The Python API allows users to specify WayangPlans with UDFs in Python. pywayang then serializes the UDFs and constructs the WayangPlan in JSON format, preparing it to be sent to Apache Wayang's JSON API. When receiving a valid JSON plan, the JSON API uses the optimizer to construct an execution plan. However, since UDFs are defined in Python and thus need to be executed in Python as well, an operators function needs to be wrapped into a WrappedPythonFunction:

val mapOperator = new MapPartitionsOperator[Input, Output](
new MapPartitionsDescriptor[Input, Output](
new WrappedPythonFunction[Input, Output](
ByteString.copyFromUtf8(udf)
),
classOf[Input],
classOf[Output],
)
)

This wrapped functional descriptor allows to handle execution of UDFs in Python through a socket connection with the pywayang worker. Input data is sourced from the platform chosen by the optimizer and Apache Wayang handles routing the output data to the next operator.

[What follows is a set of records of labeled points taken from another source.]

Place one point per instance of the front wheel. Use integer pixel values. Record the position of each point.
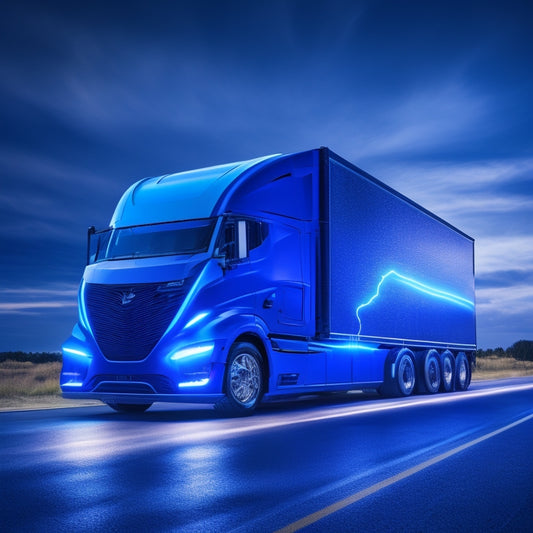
(244, 380)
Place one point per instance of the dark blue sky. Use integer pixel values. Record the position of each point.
(434, 98)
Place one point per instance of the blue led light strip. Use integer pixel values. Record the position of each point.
(420, 287)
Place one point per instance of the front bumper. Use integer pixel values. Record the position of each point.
(127, 398)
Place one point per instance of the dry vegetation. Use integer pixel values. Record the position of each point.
(25, 384)
(494, 367)
(23, 378)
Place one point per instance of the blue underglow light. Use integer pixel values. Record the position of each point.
(195, 350)
(75, 352)
(197, 383)
(195, 320)
(416, 285)
(346, 346)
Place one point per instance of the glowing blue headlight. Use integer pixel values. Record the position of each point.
(75, 352)
(204, 349)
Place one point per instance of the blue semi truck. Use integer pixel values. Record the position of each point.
(286, 274)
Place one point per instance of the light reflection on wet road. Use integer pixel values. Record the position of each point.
(180, 468)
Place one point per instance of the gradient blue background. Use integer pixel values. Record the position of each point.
(434, 98)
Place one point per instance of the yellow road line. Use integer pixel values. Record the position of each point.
(341, 504)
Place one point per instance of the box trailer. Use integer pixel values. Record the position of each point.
(286, 274)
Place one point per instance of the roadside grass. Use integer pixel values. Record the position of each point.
(28, 379)
(494, 367)
(23, 383)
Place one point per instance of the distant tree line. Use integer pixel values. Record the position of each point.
(521, 351)
(33, 357)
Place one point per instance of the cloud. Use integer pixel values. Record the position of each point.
(36, 300)
(504, 278)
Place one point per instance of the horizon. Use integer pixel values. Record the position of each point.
(432, 99)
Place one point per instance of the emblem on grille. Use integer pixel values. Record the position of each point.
(127, 297)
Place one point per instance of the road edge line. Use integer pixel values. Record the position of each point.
(345, 502)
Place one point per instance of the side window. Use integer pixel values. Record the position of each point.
(257, 233)
(240, 236)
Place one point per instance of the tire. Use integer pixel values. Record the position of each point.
(400, 373)
(130, 407)
(447, 365)
(462, 372)
(243, 382)
(430, 372)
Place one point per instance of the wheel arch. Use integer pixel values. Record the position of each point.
(256, 340)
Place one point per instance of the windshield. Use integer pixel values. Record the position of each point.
(171, 238)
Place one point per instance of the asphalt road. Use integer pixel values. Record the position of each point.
(455, 462)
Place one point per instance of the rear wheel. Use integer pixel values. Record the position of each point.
(447, 368)
(431, 374)
(405, 373)
(462, 372)
(244, 380)
(130, 407)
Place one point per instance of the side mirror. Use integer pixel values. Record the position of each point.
(221, 258)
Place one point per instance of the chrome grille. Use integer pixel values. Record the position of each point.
(128, 320)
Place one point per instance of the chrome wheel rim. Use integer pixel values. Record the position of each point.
(462, 373)
(433, 374)
(245, 378)
(448, 372)
(407, 374)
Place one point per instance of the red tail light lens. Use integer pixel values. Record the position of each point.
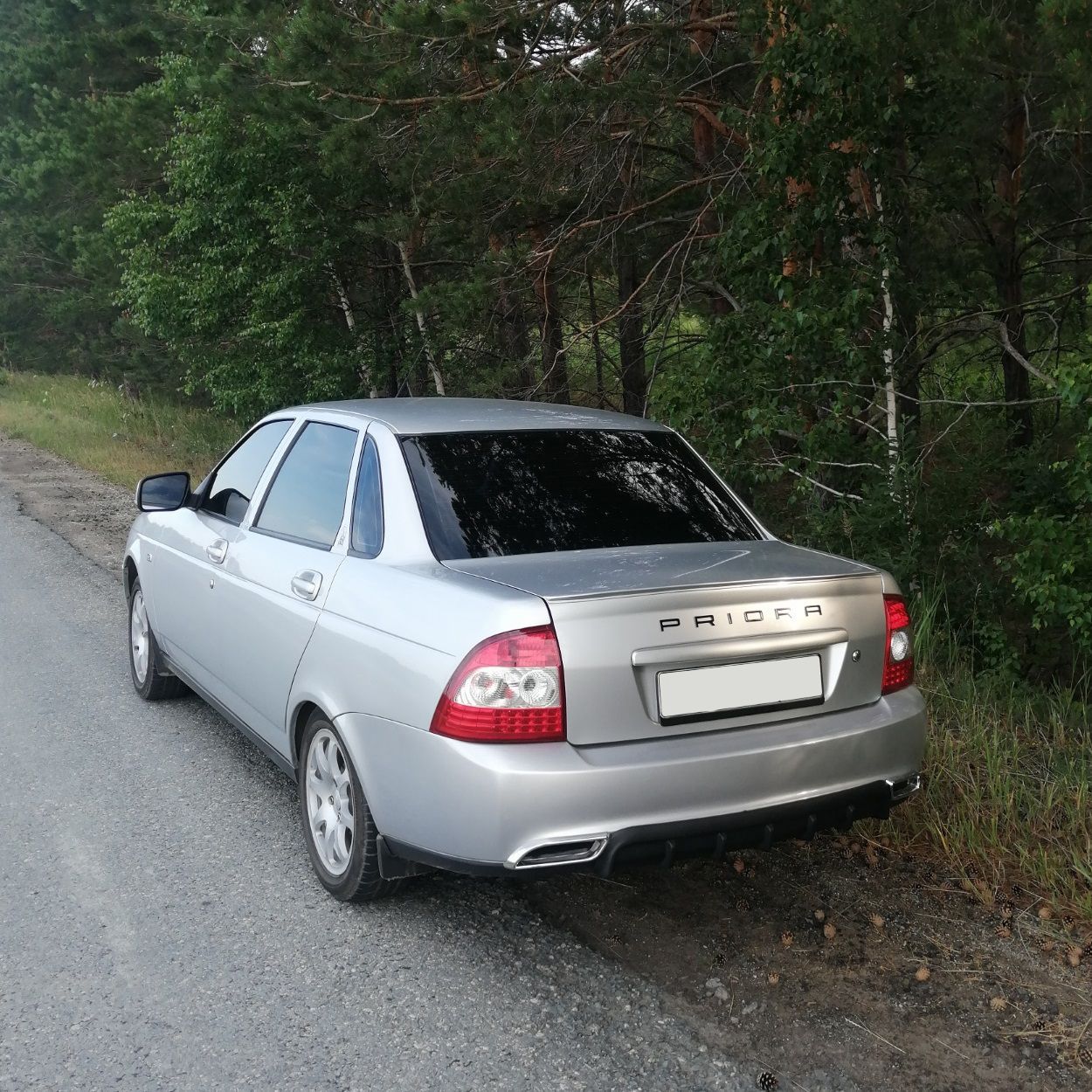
(509, 689)
(899, 651)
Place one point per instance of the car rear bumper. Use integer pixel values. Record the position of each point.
(488, 808)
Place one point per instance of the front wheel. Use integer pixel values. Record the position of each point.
(337, 825)
(151, 678)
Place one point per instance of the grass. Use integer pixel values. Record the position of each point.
(1007, 798)
(1009, 765)
(99, 427)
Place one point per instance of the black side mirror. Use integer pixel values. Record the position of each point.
(162, 493)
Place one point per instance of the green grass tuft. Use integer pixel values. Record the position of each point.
(100, 428)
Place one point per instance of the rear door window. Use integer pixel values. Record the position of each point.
(540, 490)
(306, 501)
(367, 537)
(235, 480)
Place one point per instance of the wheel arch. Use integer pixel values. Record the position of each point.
(129, 575)
(296, 725)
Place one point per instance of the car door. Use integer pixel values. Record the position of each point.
(276, 575)
(182, 567)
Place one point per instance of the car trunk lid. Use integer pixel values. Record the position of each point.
(653, 638)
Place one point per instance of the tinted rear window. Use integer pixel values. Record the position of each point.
(497, 494)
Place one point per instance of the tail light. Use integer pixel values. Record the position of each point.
(899, 650)
(509, 689)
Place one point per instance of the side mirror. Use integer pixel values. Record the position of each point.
(162, 493)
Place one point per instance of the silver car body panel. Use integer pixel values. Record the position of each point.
(380, 641)
(489, 803)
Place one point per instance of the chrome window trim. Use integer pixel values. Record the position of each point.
(267, 485)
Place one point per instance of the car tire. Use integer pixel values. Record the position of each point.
(339, 829)
(152, 680)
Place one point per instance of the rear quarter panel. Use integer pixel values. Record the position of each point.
(391, 637)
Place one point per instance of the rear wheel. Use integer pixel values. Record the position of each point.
(337, 825)
(152, 680)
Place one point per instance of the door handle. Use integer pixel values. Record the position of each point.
(306, 584)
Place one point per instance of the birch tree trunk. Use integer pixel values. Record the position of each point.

A new API in any programming languages would have to specify two things:

  • A way to create plans that conform to a JSON format specified in the Wayang JSON API.
  • A worker that handles encoding and decoding of user defined functions (UDFs), as they need to be executed on iterables in their respective language. After that, the API can be added as a module in Wayang, so that operators will be wrapped and UDFs can be executed in the desired programming language.